Consumatori
Ovviamente il titolo e il tema non rifanno
indecentemente il verso all'espressione epocale di Martin Luther King. Stanno
piuttosto a indicare il corrompimento prima della visione e poi del linguaggio
nella stagione del grande disordine storico e mediatico. Dei troppi che, ignari
di obbedire a un comando da sopra e da fuori, si esibiscono e sdottorano
succubi di un nuovo etilismo ideologico. Nel senso che non poco i media vanno
contribuendo a disordinare il mondo: instaurando un ordine apparente e fittizio, una neolingua, l'illusione di un pianeta altro e pacificato. Vale
ancora beffardamente l'antico: tutto in ordine e niente a posto. Ovviamente ciò
accade quando si è riusciti a sostituire al cittadino lo spettatore, o più
precisamente ancora il consumatore di immagini. Tutti esposti, nuclei familiari
e legioni supine, alla manipolazione quotidiana di giornalisti e politici –
anzi più spesso di commentatori o analisti che non alzano il culo dalla sedia e
gli occhi dal computer – che non hanno capito che il testo fondamentale della
cosiddetta Seconda Repubblica è Il più
mancino dei tiri[1] di Edmondo Berselli.
Il
loro è soltanto vuoto da pose e da immagine, corredato di parrucca, anche
quando ostentano il cranio rasato. L'unico che si salva (perché lavora per
mappe e viene dalle Acli) è Ilvo Diamanti.
C'è
solo un modo probabilmente per evadere da questa gabbia di plastica e
cellophane: recuperare il flaneur e
perdere tempo; a zonzo per la strada guardando i passanti al posto delle
vetrine, osservando da entomologo verista come in metropolitana tutte le nuove
generazioni – giovani immigrati multinazionali e badanti comprese – non stacchino
gli occhi dai giochini del tablet e dal
telefonino. Inutile fingere culture politiche: sono tutte consumate. È rimasto
il richiamo della foresta, ma non c'è più la foresta.
Bisogna
tuttavia intendere che il personale è tornato ad essere politico, in senso
rovesciato rispetto al Sessantotto. La Ministra dell'Agricoltura finalmente
dimissionaria giace lì, in questo incrocio confuso e stagnante, in larghissima
compagnia di casta e controcasta, generazionale e non. Nel Mezzogiorno che
Cavour evitò di includere nei confini della Nazione, tardivamente rammaricandosene nel delirio dalla morte. E
infatti – narra una vulgata ironica che si diverte a rifare il verso alla
diceria nordista e protoleghista – chi provvide a risolvere tutto con un colpo
di mano e di nave fu Giuseppe Garibaldi (le cui letture non erano molto estese)
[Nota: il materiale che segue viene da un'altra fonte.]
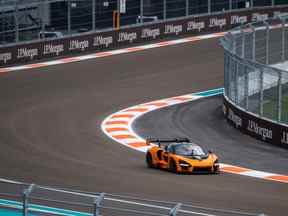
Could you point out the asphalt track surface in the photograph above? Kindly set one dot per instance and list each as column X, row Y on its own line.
column 50, row 128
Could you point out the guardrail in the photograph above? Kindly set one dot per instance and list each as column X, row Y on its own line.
column 28, row 20
column 42, row 200
column 256, row 79
column 105, row 40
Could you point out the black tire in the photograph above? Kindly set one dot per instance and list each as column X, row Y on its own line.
column 149, row 161
column 172, row 166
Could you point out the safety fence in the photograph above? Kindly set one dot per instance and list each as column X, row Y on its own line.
column 26, row 20
column 111, row 39
column 31, row 199
column 256, row 78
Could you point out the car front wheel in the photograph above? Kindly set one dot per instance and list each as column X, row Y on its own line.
column 149, row 161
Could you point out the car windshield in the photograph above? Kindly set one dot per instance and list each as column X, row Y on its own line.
column 189, row 150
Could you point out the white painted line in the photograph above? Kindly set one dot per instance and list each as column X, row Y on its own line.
column 171, row 102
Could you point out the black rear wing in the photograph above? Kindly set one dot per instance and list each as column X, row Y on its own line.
column 166, row 141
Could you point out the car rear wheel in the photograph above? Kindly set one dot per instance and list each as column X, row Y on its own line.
column 216, row 169
column 149, row 161
column 172, row 166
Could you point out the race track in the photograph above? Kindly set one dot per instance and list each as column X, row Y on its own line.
column 50, row 128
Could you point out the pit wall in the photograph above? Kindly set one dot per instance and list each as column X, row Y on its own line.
column 251, row 124
column 101, row 41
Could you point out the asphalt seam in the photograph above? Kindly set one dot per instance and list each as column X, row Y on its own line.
column 118, row 126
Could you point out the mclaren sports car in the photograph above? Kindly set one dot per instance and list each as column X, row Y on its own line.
column 180, row 156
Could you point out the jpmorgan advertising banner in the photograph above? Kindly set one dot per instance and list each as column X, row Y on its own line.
column 101, row 41
column 255, row 126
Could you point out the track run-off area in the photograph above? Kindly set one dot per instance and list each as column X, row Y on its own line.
column 50, row 129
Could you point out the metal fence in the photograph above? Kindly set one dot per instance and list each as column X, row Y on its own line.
column 17, row 197
column 255, row 68
column 25, row 20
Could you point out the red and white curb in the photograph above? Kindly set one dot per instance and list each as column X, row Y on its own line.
column 111, row 53
column 118, row 126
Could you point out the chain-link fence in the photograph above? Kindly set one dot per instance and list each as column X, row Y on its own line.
column 256, row 77
column 25, row 20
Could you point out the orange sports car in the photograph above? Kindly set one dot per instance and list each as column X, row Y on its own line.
column 180, row 156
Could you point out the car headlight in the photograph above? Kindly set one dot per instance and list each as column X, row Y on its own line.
column 183, row 163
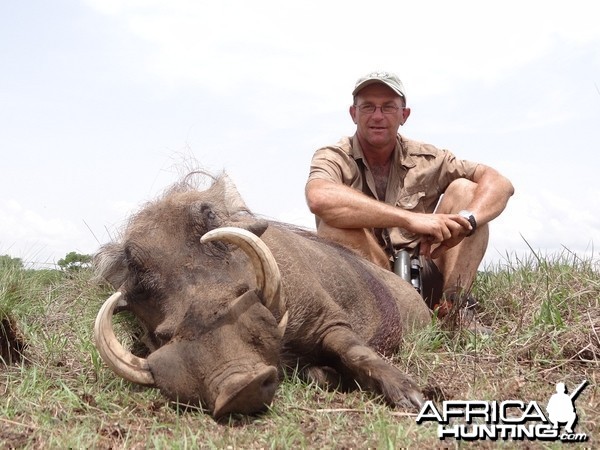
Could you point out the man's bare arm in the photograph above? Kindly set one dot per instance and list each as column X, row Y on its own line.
column 344, row 207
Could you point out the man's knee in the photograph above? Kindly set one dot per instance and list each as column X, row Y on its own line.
column 457, row 196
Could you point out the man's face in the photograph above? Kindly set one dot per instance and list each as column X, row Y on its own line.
column 376, row 129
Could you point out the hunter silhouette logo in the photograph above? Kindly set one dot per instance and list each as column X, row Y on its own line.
column 561, row 406
column 510, row 419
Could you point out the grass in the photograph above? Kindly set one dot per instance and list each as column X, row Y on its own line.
column 544, row 313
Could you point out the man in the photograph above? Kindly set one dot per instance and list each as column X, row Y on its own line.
column 378, row 192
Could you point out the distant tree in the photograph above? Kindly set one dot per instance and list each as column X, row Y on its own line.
column 7, row 261
column 75, row 261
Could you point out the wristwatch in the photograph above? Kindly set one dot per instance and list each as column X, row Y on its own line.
column 471, row 218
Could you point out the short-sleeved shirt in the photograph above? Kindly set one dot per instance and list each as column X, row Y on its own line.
column 419, row 175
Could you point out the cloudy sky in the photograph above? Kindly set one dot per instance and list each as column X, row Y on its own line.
column 102, row 100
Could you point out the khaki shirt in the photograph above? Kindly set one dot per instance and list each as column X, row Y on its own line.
column 419, row 175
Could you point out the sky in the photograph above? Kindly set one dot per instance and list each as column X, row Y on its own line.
column 102, row 102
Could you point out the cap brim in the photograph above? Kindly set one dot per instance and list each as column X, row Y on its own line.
column 371, row 81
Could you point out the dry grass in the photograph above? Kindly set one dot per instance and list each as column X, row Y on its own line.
column 544, row 313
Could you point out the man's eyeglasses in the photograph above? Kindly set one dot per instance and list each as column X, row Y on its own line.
column 369, row 108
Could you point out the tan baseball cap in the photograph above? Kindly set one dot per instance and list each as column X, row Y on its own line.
column 389, row 79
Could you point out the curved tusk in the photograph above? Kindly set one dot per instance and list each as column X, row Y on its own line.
column 121, row 361
column 268, row 278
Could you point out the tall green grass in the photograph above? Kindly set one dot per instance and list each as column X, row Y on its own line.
column 544, row 312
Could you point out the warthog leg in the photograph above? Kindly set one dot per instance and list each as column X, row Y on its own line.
column 357, row 361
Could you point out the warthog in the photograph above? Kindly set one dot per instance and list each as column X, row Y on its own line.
column 227, row 300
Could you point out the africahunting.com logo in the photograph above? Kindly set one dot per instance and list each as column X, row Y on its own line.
column 507, row 420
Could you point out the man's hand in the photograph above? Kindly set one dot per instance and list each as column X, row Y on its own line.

con i suoi Mille, la gran parte di Bergamo e Brescia, ponendo in tal modo le
radici della ribellione generazionale dei trisnipoti.
Un
Paese per vecchi? No: un Paese per cani. Affacciatevi all’ora canonica e
vedrete antichi pensionati fordisti e nuove partite Iva alla passeggiata. Dopo
il capolavoro di Umberto Eco su la fenomenologia di Mike Bongiorno[2],
è tempo di una fenomenologia della pisciata canina quotidiana. Rigorosamente
plurale: almeno tre volte al giorno, generalmente dopo i pasti. Allegra e
cicloide, perché si formano capannelli d'amicizia non solo tra i quadrupedi di
diversa taglia (in ascesa i mignon vista l'esiguità di troppi appartamenti) ma
anche tra i proprietari, che dimenticato finalmente il tablet, fraternizzano:
una stupenda combriccola di buontemponi che perdono finalmente tempo, aprendo
spiragli alla creatività non soltanto canina.
Non
tutti hanno letto Lorenz, ma quando il caso urge eccoli correre dallo psicologo-veterinario-comportamentista
o trovare il tempo per gli interminabili scaffali dei cibi per animali, che
resistono nel loro estensivo chilometraggio alla crisi dei consumi che pur
affligge da tempo i supermercati. Stabilito che l'uomo è il miglior amico del
cane – con gli imperdonabili abbandoni estivi causa vacanze – esternerò il mio
ultimo mantra: amo il cane, ma odio i
padroni (del cane).
Perché?
Perché il cane non ha generalmente un cucciolo d'uomo col quale condividere i
suoi umori e le scorribande, e magari allenarsi alla pet theraphy. Quel che mi addolora è che il quadrupede ha sostituito
il cucciolo bipede dell'uomo. Non facciamo più figli da europei colti e "detronizzati" (Carl Schmitt, 1971)
e ci riduciamo agli animali da
appartamento, neppure più da cortile. E’ un segno tangibile di quella
decadenza che la politica non riesce ad esorcizzare con la ripresina del
prossimo anno dietro l'angolo del prossimo anno.
L'amore
e il sesso continuano a interessarci, ma i figli non ce li possiamo permettere.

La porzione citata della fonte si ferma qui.